Feminicídio com punição simbólica é violência em pleno mês das mulheres

Imbróglio jurídico no caso da morte da cabeleireira Rosemary Justino Lopes em 2015 alimenta sensação de impunidade

Publicado em 13/03/2023 às 01h00
Feminicídio
Jesús Figón (à frente), diplomata espanhol acusado de assassinar a esposa no apartamento do casal em Jardim Camburi. Crédito: Reprodução / Carlos Alberto Silva

O momento não poderia ser mais inoportuno: um julgamento de um crime bárbaro - uma mulher de 56 anos morta com cinco facadas em Jardim Camburi - tem início em pleno dia 8 de março, data dedicada às lutas femininas por igualdade e respeito, já cercado pela expectativa de ser um evento jurídico sem resultados concretos, no caso de condenação.

Isso porque o réu, o diplomata Jesús Figón Leo, é um cidadão espanhol. A legislação do país europeu exige o espelhamento processual para acatar as decisões judiciais estrangeiras, o que não ocorreu, já que a Espanha não prevê a realização de júri virtual. Para a sentença valer, Jesús Figón deveria estar presencialmente no julgamento.
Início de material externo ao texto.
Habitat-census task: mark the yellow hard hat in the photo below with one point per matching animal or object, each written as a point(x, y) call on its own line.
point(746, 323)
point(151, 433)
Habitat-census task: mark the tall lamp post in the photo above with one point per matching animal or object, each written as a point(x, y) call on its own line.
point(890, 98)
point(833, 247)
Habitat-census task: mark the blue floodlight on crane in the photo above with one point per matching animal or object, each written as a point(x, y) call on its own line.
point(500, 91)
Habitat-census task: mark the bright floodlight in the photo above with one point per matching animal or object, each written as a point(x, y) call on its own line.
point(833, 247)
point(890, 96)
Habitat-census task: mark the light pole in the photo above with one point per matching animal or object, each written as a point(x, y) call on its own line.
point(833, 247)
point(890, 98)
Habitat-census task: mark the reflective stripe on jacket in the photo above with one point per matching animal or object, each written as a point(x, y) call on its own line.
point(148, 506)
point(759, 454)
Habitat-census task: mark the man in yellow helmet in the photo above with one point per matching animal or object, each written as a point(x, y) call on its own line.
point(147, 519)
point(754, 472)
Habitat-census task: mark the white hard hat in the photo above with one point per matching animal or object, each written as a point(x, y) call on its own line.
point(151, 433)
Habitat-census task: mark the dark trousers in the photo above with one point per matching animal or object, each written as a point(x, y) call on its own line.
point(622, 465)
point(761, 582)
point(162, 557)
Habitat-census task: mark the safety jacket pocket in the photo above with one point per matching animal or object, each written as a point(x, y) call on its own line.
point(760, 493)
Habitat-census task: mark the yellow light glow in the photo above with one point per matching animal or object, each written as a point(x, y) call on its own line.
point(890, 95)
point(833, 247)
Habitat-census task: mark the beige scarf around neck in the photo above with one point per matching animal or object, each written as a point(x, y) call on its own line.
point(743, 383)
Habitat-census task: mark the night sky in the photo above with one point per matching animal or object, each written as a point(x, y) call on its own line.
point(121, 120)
A estratégia de defesa mais eficiente, portanto, foi não comparecer.

À época do crime, em 2015, o diplomata assumiu a autoria e teve o passaporte confiscado. Pela legislação espanhola, contudo, todo cidadão tem direito a cumprir pena no país, e o Superior Tribunal de Justiça (STJ) cassou a determinação que o obrigava a permanecer no Brasil durante o processo. Desde 2017, Jesús vive fora do Brasil.

Tudo dentro da lei (da Espanha), sem nenhum esforço de obrigá-lo a se fazer presente.

Jésus foi então condenado a 9 anos e 4 meses no segundo dia de júri, em 9 de março. Pena que foi suavizada porque o acusado "reagiu sob emoção após provocação da vítima". A defesa no Brasil vai recorrer da decisão, o que é garantido pelo devido processo legal, não há questionamento quanto a isso.

A questão é se, depois das idas e vindas jurídicas, caso se confirme a condenação, haverá punição de fato para o espanhol. Somente com o trânsito em julgado a decisão será comunicada à justiça espanhola, o que pode se arrastar por anos. E não há nenhuma garantia de que a pena seja aplicada na Espanha.

Esse imbróglio jurídico no caso específico da morte da cabeleireira Rosemary Justino Lopes em 2015 alimenta sensação de impunidade. Principalmente no que diz respeito à violência contra a mulher. O que se espera nesses casos de tamanha covardia é que, ao menos, o julgamento seja para valer, sem deixar um gosto amargo de derrota.

É difícil demais encarar o fato de que é quase certo que não haverá punição, sendo que uma mulher já foi punida. Assim como Rosemary, tantas outras continuam a receber a pena capital, como o caso de Letycia Peixoto Fonseca, que foi morta em Campos (RJ). Ela estava grávida de 8 meses. O empresário capixaba Diogo Viola De Nadai é, segundo a polícia, suspeito de ser mandante do crime.

A maior derrota de uma mulher vítima de violência é a perda da própria vida. Quando o sistema jurídico abre brecha para não punir o algoz, é a justiça que também sai derrotada.